Ao chegar o hêté-uácôp, à frente dos convidados, no sítio onde costumava demorar-se, ali lhe contaram que a mulher dele já tinha chegado havia muito tempo.
O hêté-uácôp disse que não era possível, porque a mulher ficara em casa incomodada… que deveria ser outra parecida com ela.
Mas quem lhe contou isso teimou em afirmar que era a mulher do hêté-uácôp que estava na casa da festa.
Então o hêté-uácôp transformou-se num pequeno pássaro e foi até a casa da festa, ver se a mulher lá estava como diziam.
E estava mesmo, dançando com o seu namorado.
O hêté-uácôp saiu da casa da festa zangado e, ao encontrar os seus convidados, disse que naquela noite ia acontecer muita coisa ruim, por isso todos eles não o deviam abandonar e estar alerta aos toques (aitócan) da sua buzina, que eram diversos.
Um deles ora soava baixo, ora agudo, ora longo.
Têrêrêrê!… têrêrêrê!… têrêrêrê!…
Ten! Ten! Ten! Ten! Ten! Ten!
Foi em seguida conversar com o raio, com o trovão e com a chuva.
Os convidados foram sozinhos para a casa da festa.
Caiu, pouco depois, sobre a terra dos Maués um temporal feio, prendendo toda a gente dentro da casa da festa, enlameando e sujando de galhos e de folhas o terreiro.

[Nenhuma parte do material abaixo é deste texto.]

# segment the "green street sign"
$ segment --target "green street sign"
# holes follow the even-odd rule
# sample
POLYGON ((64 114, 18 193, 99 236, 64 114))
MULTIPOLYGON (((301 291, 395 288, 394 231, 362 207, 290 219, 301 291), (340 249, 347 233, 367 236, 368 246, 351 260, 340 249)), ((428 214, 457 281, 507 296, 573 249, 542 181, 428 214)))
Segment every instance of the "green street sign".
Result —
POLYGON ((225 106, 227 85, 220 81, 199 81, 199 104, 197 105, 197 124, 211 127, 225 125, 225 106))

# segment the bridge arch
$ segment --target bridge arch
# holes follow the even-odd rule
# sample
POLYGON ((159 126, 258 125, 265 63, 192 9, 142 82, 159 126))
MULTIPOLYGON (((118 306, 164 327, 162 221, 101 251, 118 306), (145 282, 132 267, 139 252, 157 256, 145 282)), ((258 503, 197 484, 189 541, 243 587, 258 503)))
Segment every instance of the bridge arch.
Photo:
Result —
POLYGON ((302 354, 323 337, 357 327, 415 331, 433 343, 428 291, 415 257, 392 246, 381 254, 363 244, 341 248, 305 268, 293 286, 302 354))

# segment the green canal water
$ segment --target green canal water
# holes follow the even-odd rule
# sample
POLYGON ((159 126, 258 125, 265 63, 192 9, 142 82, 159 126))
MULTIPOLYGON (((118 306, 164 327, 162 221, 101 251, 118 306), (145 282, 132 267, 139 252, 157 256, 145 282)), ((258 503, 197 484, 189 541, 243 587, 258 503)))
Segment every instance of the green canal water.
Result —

De repente o hêté-uácôp apareceu na casa da festa e bateu na mulher, bateu, bateu, bateu, puxando-lhe por fim o nariz.
A mulher era gente, mas virou logo tamanduá-bandeira.
Com a buzina o hêté-uacôp deu no namorado dela, puxando-lhe o nariz também. Por isso ele virou anta, ficando com o focinho comprido.
Deu na cunhada, que virou tamanduá-y.
Deu num dos seus convidados e este virou veado (anhian-hop-wató).
E, porque fugiu pela porta, ficou com os quartos largos.
Deu com a buzina noutro convidado e este virou (amanhéri), fugindo, às cegas, através da parede de palha, por isso não tem carne na bunda.
Nessa noite todos os convidados que ali estavam, viraram bichos.
A velha que ralava guaraná (Téeêpéé), ao fugir para o terreiro com a cuia, a pedra de ralar (ué-y) e a bola de guaraná (uaraná-pé-ahá), virou jaboti. A cuia é o casco, o coração é um pedaço de guaraná e o peito é a pedra.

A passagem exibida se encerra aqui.